Mission Kashmir :Voice for Women

 For years they have silently borne the scars of terror. Now, one among them has decided to speak out.
Looking after the home and children while their men battle militants, women in the Valley have suffered trauma, threats, rape and murder. They have braved the bullets of both the militants and armed forces, while the government remained a silent spectator. Even during election time, their voices and pleas for redress found few takers among political parties.
Shameem Begum is determined to change all that. She resigned from the Jammu and Kashmir police force to contest the elections on a BJP ticket from here. “I resigned because I wanted to do something for the women. We have suffered, perhaps more than the men have. But nobody has forcefully put across our point of view. If I win, be assured you will have a voice in the corridors of power,” Shameem said to cheers from a handful of her compatriots. They are her only security. The men in khaki, wielding guns, are conspicuous by their absence.

The only woman candidate in the constituency, Shameem has a mission: to lift Kashmiri women from the morass they have been forced into. “Khaki mein kitne log mare hain. Lekin hum auratein roz marte hain. Hamare bachhe roz marte hain. Chahe who militant hain ya chahe police aur army wale (Lots of men in khaki have died. But we women are dying every day. Our children are dying every day. Be it in the hands of militants or police and army personnel),” she said on a visit to the home of a resident.


Since 1990, when militancy raised its head in the Valley, women have been the most vulnerable targets. Some have been killed, others terrorised and raped. Recently, they suffered acid attacks by terrorists for not donning the veil. Death threats followed when they still defied their diktat.
The threat outside is reflected within their shattered homes with most women widowed — or “half-widows”, as is the case of Kashmiri women whose husbands have gone missing.
The latter are forced into a life of uncertainty and are not entitled to any compensation from the government, unlike those whose husbands have been killed in action.

In June last year, the state government along with the Centre did evolve a scheme, Sawadhar, for the socio-economic and psychological rehabilitation of militancy-hit and traumatised women.

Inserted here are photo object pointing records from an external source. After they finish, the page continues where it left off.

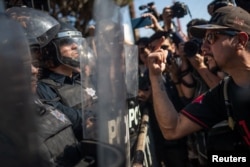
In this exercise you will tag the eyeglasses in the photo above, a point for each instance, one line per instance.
(212, 37)
(164, 47)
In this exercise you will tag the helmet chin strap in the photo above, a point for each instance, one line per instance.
(69, 61)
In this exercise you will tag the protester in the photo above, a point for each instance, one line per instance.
(228, 30)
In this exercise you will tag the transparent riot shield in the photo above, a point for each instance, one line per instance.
(18, 146)
(106, 118)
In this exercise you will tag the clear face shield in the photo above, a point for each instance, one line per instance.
(71, 46)
(15, 99)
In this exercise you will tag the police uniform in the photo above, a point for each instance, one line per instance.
(57, 143)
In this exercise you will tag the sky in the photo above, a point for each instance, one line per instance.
(198, 9)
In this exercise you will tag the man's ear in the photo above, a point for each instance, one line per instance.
(243, 38)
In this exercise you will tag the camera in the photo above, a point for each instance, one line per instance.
(150, 9)
(179, 10)
(192, 47)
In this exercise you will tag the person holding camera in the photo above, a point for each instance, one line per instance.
(228, 30)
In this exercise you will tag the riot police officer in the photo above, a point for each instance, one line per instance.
(54, 130)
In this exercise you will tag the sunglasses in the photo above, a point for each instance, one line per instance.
(212, 37)
(164, 47)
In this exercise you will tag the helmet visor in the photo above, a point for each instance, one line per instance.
(70, 50)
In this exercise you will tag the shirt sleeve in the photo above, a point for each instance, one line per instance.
(208, 109)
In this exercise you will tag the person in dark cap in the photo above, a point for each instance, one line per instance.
(216, 4)
(227, 37)
(243, 4)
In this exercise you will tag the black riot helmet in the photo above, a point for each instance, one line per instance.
(39, 27)
(66, 48)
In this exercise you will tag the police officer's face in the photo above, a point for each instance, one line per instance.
(69, 50)
(34, 73)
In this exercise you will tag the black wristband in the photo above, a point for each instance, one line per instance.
(184, 73)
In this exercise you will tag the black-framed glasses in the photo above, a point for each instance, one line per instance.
(164, 47)
(212, 37)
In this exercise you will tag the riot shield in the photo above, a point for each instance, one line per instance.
(18, 146)
(106, 118)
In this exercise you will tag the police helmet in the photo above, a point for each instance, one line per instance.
(66, 48)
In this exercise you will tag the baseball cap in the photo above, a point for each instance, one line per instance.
(228, 17)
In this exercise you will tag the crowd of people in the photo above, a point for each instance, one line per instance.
(194, 87)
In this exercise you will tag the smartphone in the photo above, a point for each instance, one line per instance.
(141, 22)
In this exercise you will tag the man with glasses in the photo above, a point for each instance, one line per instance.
(227, 36)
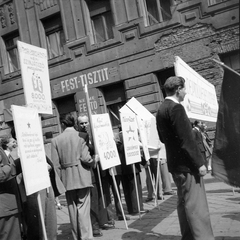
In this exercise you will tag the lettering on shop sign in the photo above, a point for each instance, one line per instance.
(89, 79)
(75, 82)
(93, 101)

But it has not been heard of since then.
For women, the prospect of remarrying, too, gets mired in the divide among Islamic scholars. There are two schools of thought: one allows remarriage if the woman’s husband has not been traced even after four years, the other insists that the woman wait for 90 years.

Take the case of Shakeela Badyari. Twenty-two years old and a mother of three, Shakeela’s husband Abdul Hamid was a taxi driver who went missing in January 2000. Her youngest daughter, Sumaira, was born three months after her father disappeared. Living in a one-room wooden tenement in Srinagar, she now washes clothes to feed her children. There are hundreds like Badyari whose lives Shameem aspires to change for the better.

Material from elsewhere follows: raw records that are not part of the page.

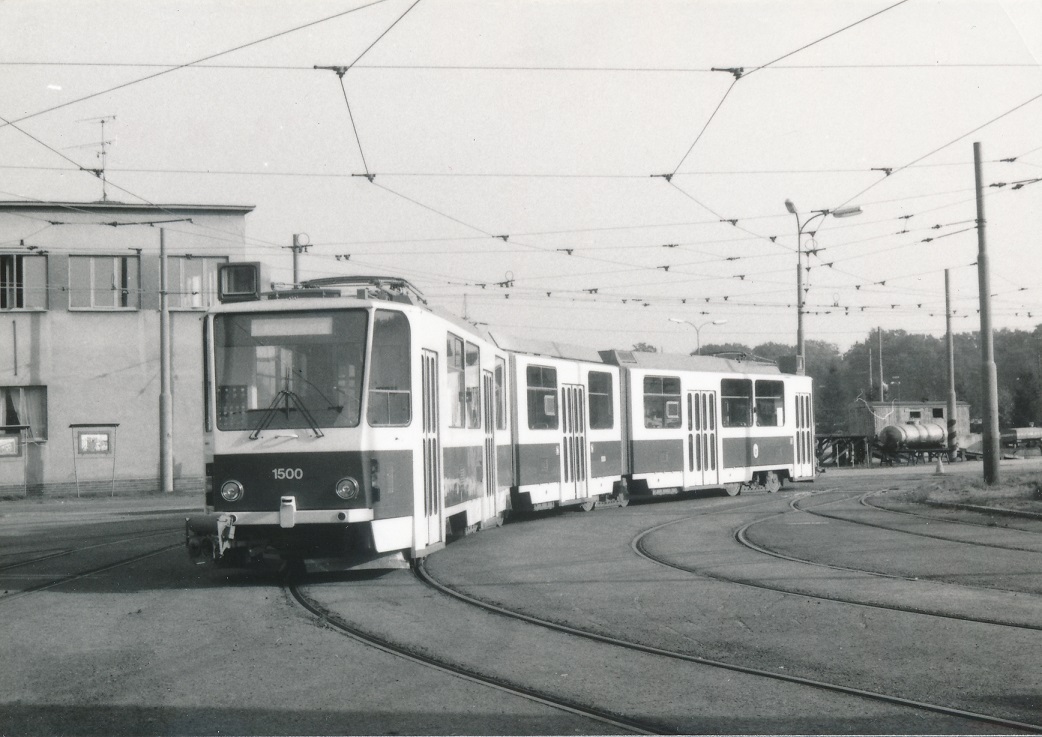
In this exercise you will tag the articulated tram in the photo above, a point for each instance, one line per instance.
(348, 421)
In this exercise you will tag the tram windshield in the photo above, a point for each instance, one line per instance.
(290, 370)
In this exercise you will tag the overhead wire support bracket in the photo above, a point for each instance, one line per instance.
(737, 71)
(341, 71)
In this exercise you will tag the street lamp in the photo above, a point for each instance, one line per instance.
(698, 340)
(800, 226)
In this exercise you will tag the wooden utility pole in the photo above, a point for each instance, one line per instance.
(952, 440)
(988, 371)
(166, 397)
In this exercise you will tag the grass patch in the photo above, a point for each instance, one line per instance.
(1019, 491)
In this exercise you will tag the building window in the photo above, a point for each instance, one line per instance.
(192, 281)
(24, 406)
(104, 283)
(390, 375)
(662, 401)
(23, 281)
(601, 407)
(770, 403)
(736, 402)
(542, 397)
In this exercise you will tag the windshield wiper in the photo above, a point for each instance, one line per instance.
(273, 408)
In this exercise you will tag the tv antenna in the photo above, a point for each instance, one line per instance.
(103, 153)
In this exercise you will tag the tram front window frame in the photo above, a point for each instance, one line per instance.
(312, 362)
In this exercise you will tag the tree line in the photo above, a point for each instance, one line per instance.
(914, 367)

“I want to help women, I want to help the widows who have been left in the lurch by the government. I now want to spend the rest of my life in the service of women who are suffering. I may never win. But I will continue, rukungi nahin (I won’t stop),” she says.
Women constitute over 46 per cent of the electorate in the state, but the election manifestos of the National Conference, BJP and the Congress have nothing to offer them. “We simply listen to what is discussed at home,” said Nasreen. “Can you believe there were no women candidates in the first phase'” she adds, before leaving in a hurry to catch Shameem’s cavalcade.

Shameem does not aspire to become famous like Mehbooba Mufti of the People’s Democratic Party, which advocates a clean government within the Indian Union.
Nor does she want to become another Asiya Andrabi of the Dukhtaran-e-Millat, an orthodox Muslim group that advocates women’s empowerment and demands Kashmir’s secession from India.
“I personally feel, women can do a lot to bring peace to Jammu and Kashmir,” she asserts.
“Women come out to protest, not when a terrorist is killed, but when there is a human rights violation — when someone (who) was not a militant or when he was trying to change his life (is killed).”

Leaving the police force was tough for her. “I had thought a lot before taking the plunge into politics,” Shameem says. While the women have welcomed her, the men are sceptical as she represents a party widely perceived to be anti-Muslim.